Nur Köşker’in İddiaları ve Yaşadıkları
Eski spiker Köşker, Habertürk’te çalıştığı süre boyunca Ersoy’un taciz ve rahatsız edici yaklaşımlarına maruz kaldığını anlattı. Köşker, “Bu bir söylenti değil, gücünü makamından alan bir erkeğin kadının mesleğini pazarlık konusu yapmasının hikâyesidir” diye konuştu.
Köşker’in açıklamasına göre:
Ersoy, birkaç ay içinde rahatsız edici mesajlar göndermeye ve taciz edici davranışlarda bulunmaya başladı.

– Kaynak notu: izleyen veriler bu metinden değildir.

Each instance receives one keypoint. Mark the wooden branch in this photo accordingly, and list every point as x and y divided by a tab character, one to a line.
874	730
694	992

Yayın sürecinde karşılaşmamak için sürekli önlem almak zorunda kaldı; stüdyoya erken gidip, rejiden çıkmasını beklediği anlarda ekrandan saklandı.

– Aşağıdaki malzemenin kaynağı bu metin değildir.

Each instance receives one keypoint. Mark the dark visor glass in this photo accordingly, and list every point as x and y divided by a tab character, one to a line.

Yetkisi arttıkça Ersoy’un üzerindeki baskısı da arttı; sonunda Köşker’e “ekranı unut, istersen masada haber yazarsın” diyerek tehdit ettiği iddia edildi.
Bu baskı ve tacizden kaçınmak için Köşker istifa etmek zorunda kaldı; sonrasında ciddi sağlık sorunları yaşadığını, yaklaşık bir yıl boyunca işsiz kaldığını ve Türkiye’den ayrılmak zorunda kaldığını söyledi.
Köşker söz konusu açıklamada, karşılaştığı taciz olaylarının “sadece kişisel bir sorun değil” olduğunu ve güç dengesinin medyada nasıl kötüye kullanılabildiğini ortaya koyduğunu belirtti.

İddialar ve Kamuoyu Tepkisi
Köşker’in açıklamaları, hem medya camiasında hem de geniş kamuoyunda büyük yankı uyandırdı. Taciz iddialarıyla birlikte Ersoy’un tutuklanması süreci, yalnızca uyuşturucu ve suç ilişkileri çerçevesinde değil, mesleki etik, taciz ve güç kullanımı bağlamında da tartışılmaya başlandı. Bu gelişme, medya sektöründeki güç ilişkileri ve taciz iddialarının ciddiyeti üzerine yeniden bir kamuoyu tartışması başlattı.
Uzmanlar ve izleyiciler, bu tür iddiaların ardından iş yerlerinde taciz ve baskıya karşı daha güçlü önlemler alınmasının önemine dikkat çekerken, Köşker’in açıklamasının medyada bir dönüm noktası olabileceğini belirtiyor.